L’écrivain français Hubert Mingarelli rend l’âme

Écrivain très discret, Hubert Mingarelli était un auteur économe de ses mots au style épuré.
Photo: U. Anddersen Écrivain très discret, Hubert Mingarelli était un auteur économe de ses mots au style épuré.

L’écrivain français Hubert Mingarelli, lauréat du prix Médicis en 2003 et dont le dernier roman figurait dans la sélection du Goncourt, est mort ce week-end à l’âge de 64 ans, a-t-on appris lundi auprès de son éditeur.

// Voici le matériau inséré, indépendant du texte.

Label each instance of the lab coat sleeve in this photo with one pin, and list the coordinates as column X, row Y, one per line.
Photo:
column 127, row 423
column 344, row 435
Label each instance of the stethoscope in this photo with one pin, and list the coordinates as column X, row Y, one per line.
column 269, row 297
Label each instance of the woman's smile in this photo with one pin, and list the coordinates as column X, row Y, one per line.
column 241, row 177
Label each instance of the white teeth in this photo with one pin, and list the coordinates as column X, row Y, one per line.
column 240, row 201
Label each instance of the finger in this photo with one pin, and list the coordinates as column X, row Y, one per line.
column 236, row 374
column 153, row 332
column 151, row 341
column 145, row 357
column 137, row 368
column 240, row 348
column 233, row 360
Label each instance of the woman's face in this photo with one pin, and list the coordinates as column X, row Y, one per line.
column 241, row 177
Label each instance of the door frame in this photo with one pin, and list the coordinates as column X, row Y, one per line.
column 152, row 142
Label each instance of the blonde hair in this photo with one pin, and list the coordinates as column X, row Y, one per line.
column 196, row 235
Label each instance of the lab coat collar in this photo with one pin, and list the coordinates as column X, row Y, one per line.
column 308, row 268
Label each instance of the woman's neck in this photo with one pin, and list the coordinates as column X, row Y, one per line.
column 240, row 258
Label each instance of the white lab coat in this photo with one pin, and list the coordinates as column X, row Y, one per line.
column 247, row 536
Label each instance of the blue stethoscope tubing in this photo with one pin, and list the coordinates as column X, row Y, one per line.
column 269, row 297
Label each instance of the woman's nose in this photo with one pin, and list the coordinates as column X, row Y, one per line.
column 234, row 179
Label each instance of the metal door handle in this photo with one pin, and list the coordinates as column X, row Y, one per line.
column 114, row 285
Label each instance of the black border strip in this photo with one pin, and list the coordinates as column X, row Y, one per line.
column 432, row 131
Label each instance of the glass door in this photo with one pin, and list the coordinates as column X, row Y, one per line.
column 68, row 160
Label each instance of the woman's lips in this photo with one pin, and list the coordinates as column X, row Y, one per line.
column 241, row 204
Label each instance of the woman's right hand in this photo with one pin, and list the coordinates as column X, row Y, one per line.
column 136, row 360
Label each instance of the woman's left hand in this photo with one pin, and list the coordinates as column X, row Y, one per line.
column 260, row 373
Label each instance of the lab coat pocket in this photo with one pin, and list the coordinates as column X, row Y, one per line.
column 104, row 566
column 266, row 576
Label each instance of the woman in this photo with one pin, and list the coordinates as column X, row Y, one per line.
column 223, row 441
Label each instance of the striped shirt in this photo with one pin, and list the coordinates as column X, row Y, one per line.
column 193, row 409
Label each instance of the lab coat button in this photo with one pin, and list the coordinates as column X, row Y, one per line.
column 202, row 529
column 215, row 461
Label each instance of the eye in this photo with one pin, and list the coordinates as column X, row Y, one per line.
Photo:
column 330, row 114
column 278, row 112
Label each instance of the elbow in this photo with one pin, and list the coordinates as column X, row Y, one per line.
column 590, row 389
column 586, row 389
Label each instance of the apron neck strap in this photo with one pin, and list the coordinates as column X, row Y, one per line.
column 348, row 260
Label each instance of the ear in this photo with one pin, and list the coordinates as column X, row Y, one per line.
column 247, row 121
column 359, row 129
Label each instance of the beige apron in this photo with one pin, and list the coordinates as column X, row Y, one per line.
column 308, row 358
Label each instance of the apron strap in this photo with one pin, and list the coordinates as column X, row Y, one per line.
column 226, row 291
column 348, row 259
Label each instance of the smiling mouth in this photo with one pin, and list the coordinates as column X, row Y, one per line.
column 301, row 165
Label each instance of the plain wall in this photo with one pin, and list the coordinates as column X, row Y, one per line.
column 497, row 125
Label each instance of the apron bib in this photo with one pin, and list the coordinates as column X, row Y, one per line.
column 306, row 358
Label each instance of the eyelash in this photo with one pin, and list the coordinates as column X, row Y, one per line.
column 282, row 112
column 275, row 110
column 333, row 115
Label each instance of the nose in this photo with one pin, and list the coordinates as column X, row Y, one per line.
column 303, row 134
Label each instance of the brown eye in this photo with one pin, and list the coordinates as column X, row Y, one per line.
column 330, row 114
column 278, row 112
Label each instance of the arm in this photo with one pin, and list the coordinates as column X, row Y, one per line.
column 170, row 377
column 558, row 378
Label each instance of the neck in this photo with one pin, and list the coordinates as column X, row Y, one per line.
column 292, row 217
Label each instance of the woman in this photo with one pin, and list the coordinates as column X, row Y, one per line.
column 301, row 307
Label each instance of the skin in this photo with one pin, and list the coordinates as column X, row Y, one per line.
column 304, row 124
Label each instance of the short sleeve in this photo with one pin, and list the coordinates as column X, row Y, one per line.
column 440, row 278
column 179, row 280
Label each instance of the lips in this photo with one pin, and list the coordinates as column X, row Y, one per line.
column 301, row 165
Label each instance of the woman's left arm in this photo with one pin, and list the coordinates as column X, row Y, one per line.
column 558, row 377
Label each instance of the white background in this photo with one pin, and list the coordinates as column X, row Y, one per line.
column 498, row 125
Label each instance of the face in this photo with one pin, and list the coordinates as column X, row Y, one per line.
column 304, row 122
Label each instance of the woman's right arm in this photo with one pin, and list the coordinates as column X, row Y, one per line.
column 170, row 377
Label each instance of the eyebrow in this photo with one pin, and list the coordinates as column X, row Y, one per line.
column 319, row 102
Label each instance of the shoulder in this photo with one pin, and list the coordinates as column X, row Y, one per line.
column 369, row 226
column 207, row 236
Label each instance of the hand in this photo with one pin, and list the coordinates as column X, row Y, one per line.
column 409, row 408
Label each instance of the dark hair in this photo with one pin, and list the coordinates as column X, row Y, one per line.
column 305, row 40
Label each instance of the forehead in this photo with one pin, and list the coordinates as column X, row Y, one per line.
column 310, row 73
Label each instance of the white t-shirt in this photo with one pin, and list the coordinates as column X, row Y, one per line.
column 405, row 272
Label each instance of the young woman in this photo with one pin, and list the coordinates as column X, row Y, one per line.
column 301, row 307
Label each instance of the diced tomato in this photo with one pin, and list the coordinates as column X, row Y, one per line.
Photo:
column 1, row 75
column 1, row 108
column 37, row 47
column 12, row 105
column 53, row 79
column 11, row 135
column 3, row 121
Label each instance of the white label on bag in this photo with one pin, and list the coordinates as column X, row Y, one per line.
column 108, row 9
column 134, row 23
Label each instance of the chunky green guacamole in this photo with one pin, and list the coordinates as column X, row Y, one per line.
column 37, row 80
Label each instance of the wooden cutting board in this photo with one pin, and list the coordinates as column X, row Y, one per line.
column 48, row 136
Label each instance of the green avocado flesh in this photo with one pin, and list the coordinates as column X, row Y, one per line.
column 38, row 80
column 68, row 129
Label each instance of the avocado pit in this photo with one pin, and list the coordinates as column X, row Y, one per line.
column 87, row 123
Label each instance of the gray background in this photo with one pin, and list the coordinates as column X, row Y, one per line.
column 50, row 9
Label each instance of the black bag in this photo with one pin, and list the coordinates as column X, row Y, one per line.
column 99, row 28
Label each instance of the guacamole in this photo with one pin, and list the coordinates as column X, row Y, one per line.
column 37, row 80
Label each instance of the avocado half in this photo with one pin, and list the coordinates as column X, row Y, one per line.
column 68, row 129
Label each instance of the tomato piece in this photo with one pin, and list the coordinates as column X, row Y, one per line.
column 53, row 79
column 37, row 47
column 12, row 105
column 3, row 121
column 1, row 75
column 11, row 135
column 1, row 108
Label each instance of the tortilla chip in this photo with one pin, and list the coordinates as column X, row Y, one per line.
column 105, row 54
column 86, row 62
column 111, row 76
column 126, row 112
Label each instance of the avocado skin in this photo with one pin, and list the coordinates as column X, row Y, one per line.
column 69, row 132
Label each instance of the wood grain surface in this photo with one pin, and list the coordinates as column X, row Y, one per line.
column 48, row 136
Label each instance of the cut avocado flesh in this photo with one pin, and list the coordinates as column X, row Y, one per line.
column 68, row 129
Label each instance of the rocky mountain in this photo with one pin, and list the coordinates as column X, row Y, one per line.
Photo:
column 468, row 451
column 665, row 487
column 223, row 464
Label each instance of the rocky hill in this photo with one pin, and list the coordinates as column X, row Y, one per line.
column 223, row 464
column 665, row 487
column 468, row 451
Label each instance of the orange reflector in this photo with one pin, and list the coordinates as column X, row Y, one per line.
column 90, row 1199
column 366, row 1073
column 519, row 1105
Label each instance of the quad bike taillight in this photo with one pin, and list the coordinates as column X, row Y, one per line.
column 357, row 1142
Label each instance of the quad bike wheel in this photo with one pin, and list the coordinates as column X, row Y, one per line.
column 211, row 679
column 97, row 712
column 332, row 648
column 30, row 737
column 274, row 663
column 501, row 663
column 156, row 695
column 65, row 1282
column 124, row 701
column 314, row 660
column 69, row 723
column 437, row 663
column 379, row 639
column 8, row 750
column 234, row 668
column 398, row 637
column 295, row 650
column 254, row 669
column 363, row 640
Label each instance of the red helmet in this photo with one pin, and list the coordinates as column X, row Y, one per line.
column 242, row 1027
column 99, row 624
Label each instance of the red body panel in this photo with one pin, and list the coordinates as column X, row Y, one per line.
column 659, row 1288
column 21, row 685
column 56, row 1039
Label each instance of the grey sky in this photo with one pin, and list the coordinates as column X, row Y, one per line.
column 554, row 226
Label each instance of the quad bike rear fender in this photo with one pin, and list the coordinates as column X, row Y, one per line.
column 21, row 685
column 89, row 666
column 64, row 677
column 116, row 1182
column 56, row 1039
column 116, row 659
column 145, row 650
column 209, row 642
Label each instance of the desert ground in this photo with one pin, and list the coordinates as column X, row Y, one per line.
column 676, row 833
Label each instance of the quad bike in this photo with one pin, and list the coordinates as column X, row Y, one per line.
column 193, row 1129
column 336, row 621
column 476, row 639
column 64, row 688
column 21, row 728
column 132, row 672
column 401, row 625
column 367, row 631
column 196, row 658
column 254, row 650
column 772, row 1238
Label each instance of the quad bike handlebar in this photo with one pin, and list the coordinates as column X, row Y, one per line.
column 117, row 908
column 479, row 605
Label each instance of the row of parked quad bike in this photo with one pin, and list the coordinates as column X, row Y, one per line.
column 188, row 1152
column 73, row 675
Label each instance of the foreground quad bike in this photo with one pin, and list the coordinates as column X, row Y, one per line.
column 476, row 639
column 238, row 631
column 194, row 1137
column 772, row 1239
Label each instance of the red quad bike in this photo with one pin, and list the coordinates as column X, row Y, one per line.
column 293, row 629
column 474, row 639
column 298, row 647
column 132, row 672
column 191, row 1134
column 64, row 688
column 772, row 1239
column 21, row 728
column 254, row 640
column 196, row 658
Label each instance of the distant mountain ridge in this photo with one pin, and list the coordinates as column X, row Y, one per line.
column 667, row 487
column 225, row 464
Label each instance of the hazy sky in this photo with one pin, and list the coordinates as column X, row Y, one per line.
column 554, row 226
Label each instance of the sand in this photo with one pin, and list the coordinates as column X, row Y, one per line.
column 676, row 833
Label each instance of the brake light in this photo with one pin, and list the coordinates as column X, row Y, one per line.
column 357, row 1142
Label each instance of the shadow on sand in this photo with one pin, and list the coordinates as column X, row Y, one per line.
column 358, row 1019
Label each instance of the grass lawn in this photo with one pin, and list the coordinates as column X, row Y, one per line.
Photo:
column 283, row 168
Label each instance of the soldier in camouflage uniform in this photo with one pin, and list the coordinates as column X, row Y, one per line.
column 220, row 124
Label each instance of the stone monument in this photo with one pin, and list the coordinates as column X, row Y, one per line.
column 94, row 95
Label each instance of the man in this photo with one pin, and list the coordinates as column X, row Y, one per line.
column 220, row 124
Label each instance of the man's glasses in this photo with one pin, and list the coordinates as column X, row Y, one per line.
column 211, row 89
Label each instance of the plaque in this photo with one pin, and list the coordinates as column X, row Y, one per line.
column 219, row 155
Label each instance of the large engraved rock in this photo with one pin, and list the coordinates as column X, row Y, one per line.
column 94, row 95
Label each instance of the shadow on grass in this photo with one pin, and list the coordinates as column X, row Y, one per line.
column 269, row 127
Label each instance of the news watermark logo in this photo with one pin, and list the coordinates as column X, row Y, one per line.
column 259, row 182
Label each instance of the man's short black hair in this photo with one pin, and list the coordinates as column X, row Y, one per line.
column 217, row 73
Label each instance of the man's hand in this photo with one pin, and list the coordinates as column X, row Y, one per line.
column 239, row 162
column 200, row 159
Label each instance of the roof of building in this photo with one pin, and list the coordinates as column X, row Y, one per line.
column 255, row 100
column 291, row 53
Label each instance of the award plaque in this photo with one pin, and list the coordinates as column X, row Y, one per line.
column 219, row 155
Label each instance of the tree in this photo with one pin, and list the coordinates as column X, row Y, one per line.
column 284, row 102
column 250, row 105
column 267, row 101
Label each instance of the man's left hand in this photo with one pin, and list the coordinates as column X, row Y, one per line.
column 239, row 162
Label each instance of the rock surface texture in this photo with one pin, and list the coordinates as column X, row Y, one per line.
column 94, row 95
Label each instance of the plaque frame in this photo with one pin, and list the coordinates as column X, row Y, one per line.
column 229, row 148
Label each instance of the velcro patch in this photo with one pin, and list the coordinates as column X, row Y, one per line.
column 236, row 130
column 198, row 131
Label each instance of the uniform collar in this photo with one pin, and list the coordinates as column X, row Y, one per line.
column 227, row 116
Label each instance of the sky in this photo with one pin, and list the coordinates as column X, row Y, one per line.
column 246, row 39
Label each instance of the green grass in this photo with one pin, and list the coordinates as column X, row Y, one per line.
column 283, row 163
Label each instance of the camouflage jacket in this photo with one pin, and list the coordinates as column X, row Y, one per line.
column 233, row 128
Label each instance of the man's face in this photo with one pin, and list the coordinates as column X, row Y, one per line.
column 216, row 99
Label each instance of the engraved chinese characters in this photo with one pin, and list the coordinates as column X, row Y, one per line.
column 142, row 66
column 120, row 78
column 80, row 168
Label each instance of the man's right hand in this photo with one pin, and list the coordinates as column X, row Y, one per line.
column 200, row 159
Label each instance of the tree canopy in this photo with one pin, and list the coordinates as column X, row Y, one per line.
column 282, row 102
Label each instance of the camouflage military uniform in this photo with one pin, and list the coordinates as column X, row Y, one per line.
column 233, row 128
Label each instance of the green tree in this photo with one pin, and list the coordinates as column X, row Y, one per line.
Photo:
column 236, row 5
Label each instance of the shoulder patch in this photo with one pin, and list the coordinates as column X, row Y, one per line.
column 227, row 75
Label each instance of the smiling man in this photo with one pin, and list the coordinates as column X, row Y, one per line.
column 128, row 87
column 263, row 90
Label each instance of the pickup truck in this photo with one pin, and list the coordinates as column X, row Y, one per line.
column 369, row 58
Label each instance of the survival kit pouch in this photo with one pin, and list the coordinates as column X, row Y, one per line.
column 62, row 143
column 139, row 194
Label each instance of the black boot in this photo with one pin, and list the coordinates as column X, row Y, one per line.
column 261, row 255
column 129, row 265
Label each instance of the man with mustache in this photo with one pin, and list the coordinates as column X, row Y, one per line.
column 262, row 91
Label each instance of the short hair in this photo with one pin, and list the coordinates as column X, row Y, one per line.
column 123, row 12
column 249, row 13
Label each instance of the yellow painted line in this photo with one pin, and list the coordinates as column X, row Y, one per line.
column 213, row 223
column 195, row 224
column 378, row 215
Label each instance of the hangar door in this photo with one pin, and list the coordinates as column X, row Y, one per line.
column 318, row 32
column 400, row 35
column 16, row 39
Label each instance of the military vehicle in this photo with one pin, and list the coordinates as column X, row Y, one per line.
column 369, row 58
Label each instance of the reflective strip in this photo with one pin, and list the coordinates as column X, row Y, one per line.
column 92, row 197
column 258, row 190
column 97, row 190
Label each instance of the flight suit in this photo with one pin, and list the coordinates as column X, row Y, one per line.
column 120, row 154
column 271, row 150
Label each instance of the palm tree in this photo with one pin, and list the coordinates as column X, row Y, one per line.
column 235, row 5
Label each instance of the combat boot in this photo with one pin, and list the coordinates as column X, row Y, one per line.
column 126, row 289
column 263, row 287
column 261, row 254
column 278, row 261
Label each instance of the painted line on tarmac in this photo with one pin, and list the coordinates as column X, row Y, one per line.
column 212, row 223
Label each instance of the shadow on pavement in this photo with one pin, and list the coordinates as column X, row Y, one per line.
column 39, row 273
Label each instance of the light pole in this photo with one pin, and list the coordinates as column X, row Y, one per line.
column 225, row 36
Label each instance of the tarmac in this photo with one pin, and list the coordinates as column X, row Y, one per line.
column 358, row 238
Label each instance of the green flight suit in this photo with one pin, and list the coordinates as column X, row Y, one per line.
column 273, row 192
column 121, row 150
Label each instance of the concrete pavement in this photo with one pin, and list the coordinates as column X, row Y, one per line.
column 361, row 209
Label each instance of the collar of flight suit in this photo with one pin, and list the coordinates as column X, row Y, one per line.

« C’est une nouvelle très triste. Hubert Mingarelli est décédé des suites d’une longue maladie », a annoncé la maison Buchet-Chastel à l’AFP. Il était l’auteur d’une vingtaine de romans.

Écrivain très discret, Hubert Mingarelli était un auteur économe de ses mots au style épuré. En entrevue au Devoir, en 2004, lors d’un séjour au Québec dans la foulée de son prix Médicis pour Quatre soldats, l’écrivain expliquait son approche pour ce roman où il ne se passe pas grand-chose et dont, pourtant, on émerge avec plein d’images, de sensations et d’idées. « Pour moi, la littérature doit nous toucher au ventre et nous émouvoir. Avec de l’action ou pas, peu importe, pourvu que l’auteur soit juste et sincère. Toutes les formes sont bonnes, tant qu’elles ne mentent pas. »

Voyageur, l’écrivain avait quitté l’école très tôt, ne se sentant pas fait pour cela, préférant prendre le large. Après avoir sillonné les mers du globe, il s’était lancé dans l’écriture dans les années 1990. Ses premiers livres ont été publiés en collection jeunesse.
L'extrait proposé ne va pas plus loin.